Joli môme

 

Il est, paraît-il, des terres brûlées donnant plus de blé qu’un meilleur avril.

J’avais une stratégie. Une seule. Pour une fois je n’avais rien prévu. Sauf de me faire réveiller avec les croissants.

Je n’avais prévu qu’une chose dans ma stratégie, qui était à peu près aussi urgente que de trouver un pilote dans l’avion. Me crasher. Sec. Dur. Il le fallait. Depuis tant de mois en apnée, je savais qu’il fallait que je pose ça. Il faut savoir s’imposer les choses, et les imposer soi-même. 25 jours, pas plus pas moins. 8 pour se crasher. 7 pour se bourrer la gueule, 10 pour capitaliser. Et quel plus bel endroit que la terre de Moïse pour s’écraser comme un météorite dans le désert du Neguev. Je ne voyais pas.

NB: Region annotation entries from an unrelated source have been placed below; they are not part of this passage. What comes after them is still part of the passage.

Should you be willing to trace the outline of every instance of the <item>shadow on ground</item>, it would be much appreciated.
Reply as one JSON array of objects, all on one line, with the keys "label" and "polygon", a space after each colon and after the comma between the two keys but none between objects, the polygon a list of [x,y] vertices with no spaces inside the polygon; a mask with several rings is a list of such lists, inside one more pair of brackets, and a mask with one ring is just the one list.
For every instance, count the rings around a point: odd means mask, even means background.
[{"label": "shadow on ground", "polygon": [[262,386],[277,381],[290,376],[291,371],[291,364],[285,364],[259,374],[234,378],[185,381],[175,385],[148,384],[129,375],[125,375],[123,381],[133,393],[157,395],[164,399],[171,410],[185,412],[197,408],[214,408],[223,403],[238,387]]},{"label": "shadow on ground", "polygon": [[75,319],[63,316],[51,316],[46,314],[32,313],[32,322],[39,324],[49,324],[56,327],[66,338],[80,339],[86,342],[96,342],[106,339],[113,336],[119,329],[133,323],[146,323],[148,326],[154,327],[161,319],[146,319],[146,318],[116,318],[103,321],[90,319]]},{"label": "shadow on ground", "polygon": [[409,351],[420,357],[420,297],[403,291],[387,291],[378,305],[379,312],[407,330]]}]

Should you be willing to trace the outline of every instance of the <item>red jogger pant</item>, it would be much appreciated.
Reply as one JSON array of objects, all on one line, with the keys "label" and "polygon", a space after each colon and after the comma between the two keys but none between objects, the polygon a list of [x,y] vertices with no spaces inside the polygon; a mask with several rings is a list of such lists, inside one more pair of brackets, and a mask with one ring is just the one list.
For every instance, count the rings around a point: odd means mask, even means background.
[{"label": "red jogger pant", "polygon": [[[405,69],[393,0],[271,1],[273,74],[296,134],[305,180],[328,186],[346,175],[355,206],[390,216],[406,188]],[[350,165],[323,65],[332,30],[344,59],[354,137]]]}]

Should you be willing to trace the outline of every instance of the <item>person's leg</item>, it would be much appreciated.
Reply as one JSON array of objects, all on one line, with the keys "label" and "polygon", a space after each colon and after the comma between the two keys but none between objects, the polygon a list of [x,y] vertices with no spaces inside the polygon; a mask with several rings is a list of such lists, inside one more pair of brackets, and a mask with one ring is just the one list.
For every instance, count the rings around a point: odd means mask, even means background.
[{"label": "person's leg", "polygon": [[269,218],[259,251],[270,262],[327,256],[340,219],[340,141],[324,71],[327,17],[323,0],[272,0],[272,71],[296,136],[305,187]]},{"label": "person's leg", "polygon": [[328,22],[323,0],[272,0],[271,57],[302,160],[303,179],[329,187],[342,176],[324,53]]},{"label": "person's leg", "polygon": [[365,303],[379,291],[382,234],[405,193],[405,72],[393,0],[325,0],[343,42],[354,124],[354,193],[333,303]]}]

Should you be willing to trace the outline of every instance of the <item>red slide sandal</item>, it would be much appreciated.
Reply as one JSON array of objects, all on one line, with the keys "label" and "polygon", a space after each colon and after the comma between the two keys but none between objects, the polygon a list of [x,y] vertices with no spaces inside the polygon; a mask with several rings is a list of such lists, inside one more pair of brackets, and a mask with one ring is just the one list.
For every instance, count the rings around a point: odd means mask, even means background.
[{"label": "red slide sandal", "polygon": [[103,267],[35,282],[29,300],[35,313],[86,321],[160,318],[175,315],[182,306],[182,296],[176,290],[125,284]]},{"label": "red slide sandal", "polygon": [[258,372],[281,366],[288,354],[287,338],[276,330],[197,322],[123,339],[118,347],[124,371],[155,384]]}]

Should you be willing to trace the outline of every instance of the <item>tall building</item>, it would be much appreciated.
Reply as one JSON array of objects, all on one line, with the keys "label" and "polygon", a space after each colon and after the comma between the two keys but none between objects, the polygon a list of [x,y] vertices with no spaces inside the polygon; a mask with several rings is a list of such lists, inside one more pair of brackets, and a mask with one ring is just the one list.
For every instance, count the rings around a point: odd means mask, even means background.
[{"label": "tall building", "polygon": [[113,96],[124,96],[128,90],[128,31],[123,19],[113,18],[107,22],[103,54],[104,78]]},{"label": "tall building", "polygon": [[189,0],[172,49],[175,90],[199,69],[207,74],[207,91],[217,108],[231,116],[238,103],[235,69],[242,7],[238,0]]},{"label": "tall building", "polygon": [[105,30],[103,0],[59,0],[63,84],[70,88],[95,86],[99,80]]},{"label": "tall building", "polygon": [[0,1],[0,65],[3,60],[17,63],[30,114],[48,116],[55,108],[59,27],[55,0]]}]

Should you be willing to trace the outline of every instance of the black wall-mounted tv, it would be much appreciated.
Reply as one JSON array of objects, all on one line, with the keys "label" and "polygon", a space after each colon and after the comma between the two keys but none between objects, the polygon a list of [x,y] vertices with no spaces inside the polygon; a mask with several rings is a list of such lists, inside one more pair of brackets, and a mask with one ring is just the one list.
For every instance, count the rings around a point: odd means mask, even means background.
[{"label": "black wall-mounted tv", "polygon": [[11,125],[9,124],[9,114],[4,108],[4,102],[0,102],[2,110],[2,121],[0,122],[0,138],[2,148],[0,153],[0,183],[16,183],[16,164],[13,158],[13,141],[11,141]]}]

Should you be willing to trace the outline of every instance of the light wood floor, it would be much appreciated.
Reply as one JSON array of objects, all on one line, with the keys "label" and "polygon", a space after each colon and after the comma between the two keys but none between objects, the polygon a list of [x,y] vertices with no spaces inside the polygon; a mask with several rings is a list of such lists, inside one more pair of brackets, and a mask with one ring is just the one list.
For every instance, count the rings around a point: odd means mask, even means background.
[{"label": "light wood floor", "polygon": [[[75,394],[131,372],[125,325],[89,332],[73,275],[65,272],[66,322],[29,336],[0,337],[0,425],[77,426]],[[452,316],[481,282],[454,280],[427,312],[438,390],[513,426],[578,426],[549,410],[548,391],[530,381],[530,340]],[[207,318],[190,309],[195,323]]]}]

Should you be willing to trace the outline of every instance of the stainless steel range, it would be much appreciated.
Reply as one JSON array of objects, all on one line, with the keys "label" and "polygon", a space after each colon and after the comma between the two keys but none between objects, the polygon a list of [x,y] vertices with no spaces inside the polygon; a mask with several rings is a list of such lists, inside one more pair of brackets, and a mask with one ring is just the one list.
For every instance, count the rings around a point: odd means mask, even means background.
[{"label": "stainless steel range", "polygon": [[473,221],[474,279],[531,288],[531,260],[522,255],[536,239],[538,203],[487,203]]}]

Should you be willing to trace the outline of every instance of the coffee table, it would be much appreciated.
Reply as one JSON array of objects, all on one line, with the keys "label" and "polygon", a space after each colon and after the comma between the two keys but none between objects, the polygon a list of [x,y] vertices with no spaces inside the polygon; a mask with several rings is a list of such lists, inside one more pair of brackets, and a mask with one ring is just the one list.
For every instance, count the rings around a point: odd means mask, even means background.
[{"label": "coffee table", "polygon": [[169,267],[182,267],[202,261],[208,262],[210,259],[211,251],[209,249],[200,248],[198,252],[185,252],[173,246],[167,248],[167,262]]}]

Il a fallu que je passe au forceps. Le coût prohibitif d’un appartement en toit terrasse ici, mes vacances bien trop longues pour mon équipe, le pari risqué de tout miser sur mes vacances d’été pour repartir. Mais il le fallait.

J’ai un tempérament hautement sarkozyste, après tout.

J’ai tout mis sur ma table, j’ai tout mis dans mon sac de 23 kilos tout pile, j’ai tout envoyé avec moi, rien retenu. On va trier m’étais-je dit.

De ces vacances folles en janvier ponctuées par le traumatisme Charlie, fort dépaysantes mais pas reposantes, le licenciement de mon n-1, étoile filante de mes nombreuses erreurs professionnelles de cette année, ma rupture professionnelle, brutale mais nécessaire, et puis le reste, tout ce dont j’ai parlé ici déjà, et sur lequel je n’ai pas envie de revenir. Je m’étais promis donc de m’écraser, et je l’ai fait. Brillamment. Violemment, comme je sais bien le faire.

Aucune contrainte, faire ce que je veux dans la minute sans souci des autres ni de quoique ce soit de matériel. 

Pleurer une heure devant tant de beauté ou de contraste, puis jouir de plaisir la minute d’après en hurlant sur du Iggy Azalea.

Pouvoir aussi bien siroter de la vodka que de passer une journée à hurler sur « ne me quitte pas » en mangeant du granola et en fumant des clopes. Je l’ai fait et ça m’a fait du bien. 
Le CDDB version bientôt 33 ans a déjà été largement upgradé façon étoile de David arc-en-ciel. Mais là c’est une mise à jour majeure.
Il ne s’agit pas d’un nouveau moi (quoique réussir à baisser ma tension et arrêter de me manger les ongles serait quand même pas mal trouvé), c’est juste prendre conscience que cette période est finie, purgée, elle fait désormais partie des fondations. 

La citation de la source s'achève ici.